Wednesday, May 01, 2019

Changing Standards

Over my life standards of behavior have changed, a lot.

In my youth both cancer and homosexuality were not fit topics for discussion, cancer being just a bit more acceptable because more prevalent.  One addressed one's elders with Mr. and Mrs..' There were standards of propriety, at least for the white middle and upper classes.  Teenagers were viewed with alarm, as they/we got into Elvis and rock and roll and discovered the privacy of cars.  Everyone, at least every boy, wanted a car.  For any couple in a car the man was driving. College students still faced a hierarchy of classes and at least informal rules on dress.  Campus life still involved panty raids.  Serious students were concerned about nuclear war, though as the 60's started  some got into civil rights movement. And the remnants of "loco parentis"

The boomers started establishing new norms.  The Berkeley Free Speech movement seems in retrospect a turning point.  Notably the movement was still the Silent generation; the very first boomers were just starting college. The Cuban missile crisis was another, and the third was Mississippi Summer. In my memory the 60's meant the undermining and dissolution of old standards of conduct, of hierarchy, of dress, of how people could express their views and obtain some power.
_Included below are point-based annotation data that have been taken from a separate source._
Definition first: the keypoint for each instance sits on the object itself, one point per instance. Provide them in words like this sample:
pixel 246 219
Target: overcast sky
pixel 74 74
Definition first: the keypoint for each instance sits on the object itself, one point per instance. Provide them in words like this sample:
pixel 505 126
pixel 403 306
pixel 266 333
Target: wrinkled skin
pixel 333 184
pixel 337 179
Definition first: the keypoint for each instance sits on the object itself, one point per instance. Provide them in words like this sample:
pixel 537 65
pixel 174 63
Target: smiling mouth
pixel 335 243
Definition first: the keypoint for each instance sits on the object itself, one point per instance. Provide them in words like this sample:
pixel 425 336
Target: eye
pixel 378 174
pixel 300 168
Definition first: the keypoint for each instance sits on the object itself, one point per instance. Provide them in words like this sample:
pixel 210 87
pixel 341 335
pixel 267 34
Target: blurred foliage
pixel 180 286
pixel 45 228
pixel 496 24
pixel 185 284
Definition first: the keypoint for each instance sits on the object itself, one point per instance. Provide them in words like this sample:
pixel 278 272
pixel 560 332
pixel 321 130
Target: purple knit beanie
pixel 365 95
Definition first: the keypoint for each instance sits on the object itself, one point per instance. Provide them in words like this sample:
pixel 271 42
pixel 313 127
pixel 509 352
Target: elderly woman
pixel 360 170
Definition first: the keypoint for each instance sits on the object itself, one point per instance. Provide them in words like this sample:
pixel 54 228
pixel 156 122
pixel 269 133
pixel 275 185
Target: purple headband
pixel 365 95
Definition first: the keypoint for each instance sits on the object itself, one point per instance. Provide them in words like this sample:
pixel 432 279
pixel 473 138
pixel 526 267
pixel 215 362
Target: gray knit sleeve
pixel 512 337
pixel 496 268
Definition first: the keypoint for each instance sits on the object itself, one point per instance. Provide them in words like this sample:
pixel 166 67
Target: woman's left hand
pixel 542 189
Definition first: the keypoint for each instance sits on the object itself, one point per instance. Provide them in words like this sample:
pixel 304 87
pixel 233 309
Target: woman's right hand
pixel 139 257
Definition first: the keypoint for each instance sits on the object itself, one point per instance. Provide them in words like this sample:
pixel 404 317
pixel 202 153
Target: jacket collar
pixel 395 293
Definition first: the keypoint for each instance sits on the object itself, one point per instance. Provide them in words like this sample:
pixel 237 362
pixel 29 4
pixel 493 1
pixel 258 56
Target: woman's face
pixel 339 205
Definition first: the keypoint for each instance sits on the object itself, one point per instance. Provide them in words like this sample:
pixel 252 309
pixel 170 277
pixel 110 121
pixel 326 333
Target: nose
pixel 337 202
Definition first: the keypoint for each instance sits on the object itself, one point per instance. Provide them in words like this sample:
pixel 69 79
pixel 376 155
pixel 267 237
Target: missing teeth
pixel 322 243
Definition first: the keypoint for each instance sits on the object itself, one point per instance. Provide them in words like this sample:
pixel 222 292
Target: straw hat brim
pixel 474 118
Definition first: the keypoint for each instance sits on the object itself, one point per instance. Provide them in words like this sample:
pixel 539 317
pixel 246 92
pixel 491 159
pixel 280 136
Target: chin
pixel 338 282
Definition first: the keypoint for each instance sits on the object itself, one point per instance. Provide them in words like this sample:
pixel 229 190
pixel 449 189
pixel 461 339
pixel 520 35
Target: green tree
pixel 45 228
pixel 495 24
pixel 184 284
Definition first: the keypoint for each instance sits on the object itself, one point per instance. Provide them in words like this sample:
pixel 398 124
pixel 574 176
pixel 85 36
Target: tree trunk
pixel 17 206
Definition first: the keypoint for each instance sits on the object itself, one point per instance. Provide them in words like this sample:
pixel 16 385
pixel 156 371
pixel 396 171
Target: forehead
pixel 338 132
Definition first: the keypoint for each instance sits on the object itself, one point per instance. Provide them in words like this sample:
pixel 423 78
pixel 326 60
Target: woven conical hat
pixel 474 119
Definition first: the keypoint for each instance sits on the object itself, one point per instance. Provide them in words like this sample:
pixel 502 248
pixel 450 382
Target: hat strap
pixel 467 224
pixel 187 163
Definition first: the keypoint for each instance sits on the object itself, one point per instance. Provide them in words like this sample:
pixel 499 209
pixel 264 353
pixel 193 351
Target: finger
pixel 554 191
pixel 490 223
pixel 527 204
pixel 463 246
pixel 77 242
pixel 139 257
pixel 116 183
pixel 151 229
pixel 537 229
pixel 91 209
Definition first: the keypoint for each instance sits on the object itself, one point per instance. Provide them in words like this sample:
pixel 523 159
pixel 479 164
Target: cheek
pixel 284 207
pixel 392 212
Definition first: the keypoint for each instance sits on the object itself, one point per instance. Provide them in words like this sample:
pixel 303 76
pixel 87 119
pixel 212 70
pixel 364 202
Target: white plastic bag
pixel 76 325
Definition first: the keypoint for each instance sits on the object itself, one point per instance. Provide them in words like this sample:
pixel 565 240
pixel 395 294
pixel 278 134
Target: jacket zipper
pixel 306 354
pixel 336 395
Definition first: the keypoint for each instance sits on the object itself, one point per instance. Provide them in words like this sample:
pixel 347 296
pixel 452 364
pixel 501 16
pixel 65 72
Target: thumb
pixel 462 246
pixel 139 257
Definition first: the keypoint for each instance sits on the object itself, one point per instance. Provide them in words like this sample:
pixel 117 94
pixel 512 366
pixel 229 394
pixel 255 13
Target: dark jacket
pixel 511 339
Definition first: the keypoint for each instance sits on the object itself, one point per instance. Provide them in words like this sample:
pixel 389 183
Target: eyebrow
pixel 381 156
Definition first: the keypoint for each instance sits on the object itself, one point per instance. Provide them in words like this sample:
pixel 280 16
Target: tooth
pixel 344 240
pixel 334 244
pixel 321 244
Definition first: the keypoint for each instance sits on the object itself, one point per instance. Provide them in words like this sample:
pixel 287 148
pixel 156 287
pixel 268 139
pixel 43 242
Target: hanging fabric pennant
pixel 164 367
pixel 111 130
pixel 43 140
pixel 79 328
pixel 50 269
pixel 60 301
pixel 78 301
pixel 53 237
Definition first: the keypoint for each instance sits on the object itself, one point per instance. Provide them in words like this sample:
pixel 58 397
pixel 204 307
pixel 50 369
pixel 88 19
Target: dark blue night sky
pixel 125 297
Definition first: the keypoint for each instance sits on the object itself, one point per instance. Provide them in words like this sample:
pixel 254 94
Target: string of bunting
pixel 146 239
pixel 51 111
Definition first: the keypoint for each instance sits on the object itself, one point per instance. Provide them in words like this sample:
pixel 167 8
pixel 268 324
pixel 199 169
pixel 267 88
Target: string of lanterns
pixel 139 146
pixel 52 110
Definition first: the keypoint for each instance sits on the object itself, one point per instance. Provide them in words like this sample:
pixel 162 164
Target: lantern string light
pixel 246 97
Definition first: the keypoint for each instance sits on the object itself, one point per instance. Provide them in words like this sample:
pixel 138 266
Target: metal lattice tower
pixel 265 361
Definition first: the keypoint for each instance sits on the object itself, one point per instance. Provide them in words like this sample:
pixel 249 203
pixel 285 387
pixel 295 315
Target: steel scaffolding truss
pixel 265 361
Fast forward to the present.  It seems most of the changes have stuck, have been deemed valid and useful in our society.  What does seem different to me is what the conservatives call "political correctness". I could trace the idea back to the student left, perhaps imitating their parents, who had fierce debates over what ideological stances were proper.  But that was a minority view; more common was live and let live, chill, mellow.  Now however,, many, perhaps most, people believe there is something that's proper, and people should embrace it.

Tuesday, April 30, 2019

The Four Somes Rule

Musing about reports on educational reform and progress.  My interest dates back to high school when "Why Johnny Can't Read" was a best seller and concern about education shortfalls skyrocketed after Sputnik went up.  More recently Bob Somerby at the Daily Howler, Megan McArdle, and Kevin Drum have often commented on reforms. 

I've come up with the "four somes" rule: some teachers in some institutions using some techniques can effectively teach some pupils.  The implication is some pupils won't learn,some teachers can't teach, some techniques don't work, and some institutions are the pits.  But innovations in one place will work some of the time, but may not apply across the board.

Monday, April 29, 2019

Guantanamo: 1800 for 40?

According to recent reports there are now 40 prisoners left in Guantanamo, an installation which has 1800 personnel.  The way the Times report was worded it sounded like therywere all military and all devoted to the prison but that seems absurd.

If the facts are true, in my opinion we should either do as Obama wanted, move the prisoners to max security prisons in the US which presumably wouldn't require extra personnel at all.  Or, if you don't like that, let's just release the prisoners.  They've been detained for 17 years. 

Sunday, April 28, 2019

Wittes on Mueller

"I see a group of people for whom partisan polarization wholly and completely defeated patriotism. I see a group of people so completely convinced that Hillary Clinton was the enemy that they were willing to make common cause with an actual adversary power at a time it was attacking their country to defeat her. To me, it matters whether the conduct violated the law only in the pedestrian sense of determining the available remedies for it—and in guiding whether and how we might have to change our laws to prevent such conduct in the future.